Слезы, упорно сдерживаемые все эти долгие пять лет, прорвали плотину. Ей казалось, этот поток не остановится никогда. Мало-помалу судорожные всхлипы стихли. Фанни зашмыгала носом. Впервые в жизни она не находила слов.
Последние несколько дней, таких опасных и трудных, Рейф был все время рядом. Он заполнил собой зияющую пустоту в ее душе. Пожалуй, именно благодаря его присутствию она смогла, наконец, позволить себе выплакать свою боль. Боль по отцу. Боль по себе.
Боль по Рейфу.
Сейчас в ней, как никогда, была крепка решимость вернуться домой, но не в Эдинбург, а в Локри, в поместье Квинсферри. Она поднимет мост над древним рвом и запрется в замке. И пусть эти бандиты, маскирующиеся под денди, попробуют выкурить ее оттуда!
В двери, ведущей на кухню, провернулся ключ. Рейф полез в карман за револьвером.
– Не стреляйте. Я принес еду и пиво, и еще шоколад для нашей прелестной гостьи.
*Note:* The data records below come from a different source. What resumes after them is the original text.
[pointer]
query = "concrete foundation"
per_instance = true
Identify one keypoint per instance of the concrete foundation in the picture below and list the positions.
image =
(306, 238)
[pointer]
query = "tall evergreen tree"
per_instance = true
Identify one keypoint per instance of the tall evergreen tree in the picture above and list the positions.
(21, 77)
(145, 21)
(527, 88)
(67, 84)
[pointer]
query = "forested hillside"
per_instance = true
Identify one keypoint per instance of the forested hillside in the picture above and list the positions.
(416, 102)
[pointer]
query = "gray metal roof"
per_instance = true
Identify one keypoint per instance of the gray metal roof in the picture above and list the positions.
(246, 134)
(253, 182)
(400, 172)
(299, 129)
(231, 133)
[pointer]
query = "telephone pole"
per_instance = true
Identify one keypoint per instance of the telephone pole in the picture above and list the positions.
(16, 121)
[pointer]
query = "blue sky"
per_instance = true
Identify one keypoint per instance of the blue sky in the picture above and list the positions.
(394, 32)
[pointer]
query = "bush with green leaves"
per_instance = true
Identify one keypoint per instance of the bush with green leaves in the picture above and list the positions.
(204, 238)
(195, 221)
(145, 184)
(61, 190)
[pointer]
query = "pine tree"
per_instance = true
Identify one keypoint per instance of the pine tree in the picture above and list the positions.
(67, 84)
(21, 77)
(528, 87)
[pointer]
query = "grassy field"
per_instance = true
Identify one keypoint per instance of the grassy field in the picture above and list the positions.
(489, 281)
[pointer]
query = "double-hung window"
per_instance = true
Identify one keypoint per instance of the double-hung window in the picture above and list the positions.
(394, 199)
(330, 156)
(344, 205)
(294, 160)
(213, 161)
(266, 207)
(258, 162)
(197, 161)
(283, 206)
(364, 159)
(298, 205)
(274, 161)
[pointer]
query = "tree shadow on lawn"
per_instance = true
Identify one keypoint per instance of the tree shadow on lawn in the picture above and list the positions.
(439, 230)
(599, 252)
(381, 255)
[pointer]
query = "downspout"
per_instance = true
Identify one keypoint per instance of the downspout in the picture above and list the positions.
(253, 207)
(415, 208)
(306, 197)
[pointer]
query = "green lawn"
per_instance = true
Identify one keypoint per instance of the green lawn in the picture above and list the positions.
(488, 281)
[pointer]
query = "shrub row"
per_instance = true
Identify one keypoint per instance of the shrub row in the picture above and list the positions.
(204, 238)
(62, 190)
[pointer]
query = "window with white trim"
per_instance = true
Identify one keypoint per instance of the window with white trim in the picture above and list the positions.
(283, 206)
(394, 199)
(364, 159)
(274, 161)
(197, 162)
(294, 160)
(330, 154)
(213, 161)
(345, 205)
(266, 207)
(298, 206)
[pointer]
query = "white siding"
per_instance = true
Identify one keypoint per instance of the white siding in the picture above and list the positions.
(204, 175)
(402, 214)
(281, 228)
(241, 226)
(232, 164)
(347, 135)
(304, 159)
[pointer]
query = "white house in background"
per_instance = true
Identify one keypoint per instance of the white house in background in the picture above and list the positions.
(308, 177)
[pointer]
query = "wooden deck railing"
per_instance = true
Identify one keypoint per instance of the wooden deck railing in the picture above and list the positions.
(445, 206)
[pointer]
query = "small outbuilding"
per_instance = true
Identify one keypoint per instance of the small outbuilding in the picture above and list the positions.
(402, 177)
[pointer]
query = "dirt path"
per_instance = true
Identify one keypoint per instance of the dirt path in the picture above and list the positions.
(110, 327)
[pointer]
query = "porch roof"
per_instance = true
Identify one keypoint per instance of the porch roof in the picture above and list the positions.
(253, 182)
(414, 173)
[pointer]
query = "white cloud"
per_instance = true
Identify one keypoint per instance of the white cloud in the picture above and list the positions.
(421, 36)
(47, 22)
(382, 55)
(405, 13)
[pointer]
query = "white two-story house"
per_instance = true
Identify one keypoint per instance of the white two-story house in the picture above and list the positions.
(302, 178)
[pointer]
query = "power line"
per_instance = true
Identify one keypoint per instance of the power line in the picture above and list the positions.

Хью выложил еду из корзины на стол. Фанни заколола волосы, а Рейф застегнул то, что осталось от ее платья. После холодного компресса для глаз она выглядела значительно лучше, о чем не преминул сообщить Хью. Он церемонно отодвинул для нее табурет:
– Присаживайтесь, мадемуазель.
Все трое ужасно проголодались. Мужчины налегли на мясо, запивая его пивом. Фанни, несмотря на опасения, что ее может стошнить – живот сводило судорогами, – тоже поела, и, к счастью, конфуза не случилось. Наоборот, сытный ужин оказал на нее самое благотворное воздействие.
– Похоже, вы так и не пришли к согласию, – констатировал Хью, откинувшись на спинку стула.
Рейф смотрел на него исподлобья.
Хью зла на Рейфа не держал.
– Да брось, – с ухмылкой сказал он, – представь, что я доктор, и доверься мне. Я излечу любовный недуг.
Рейф вскочил, стиснув кулаки, да так стремительно, что опрокинул табурет.
Фанни, не веря своим глазам, покачала головой.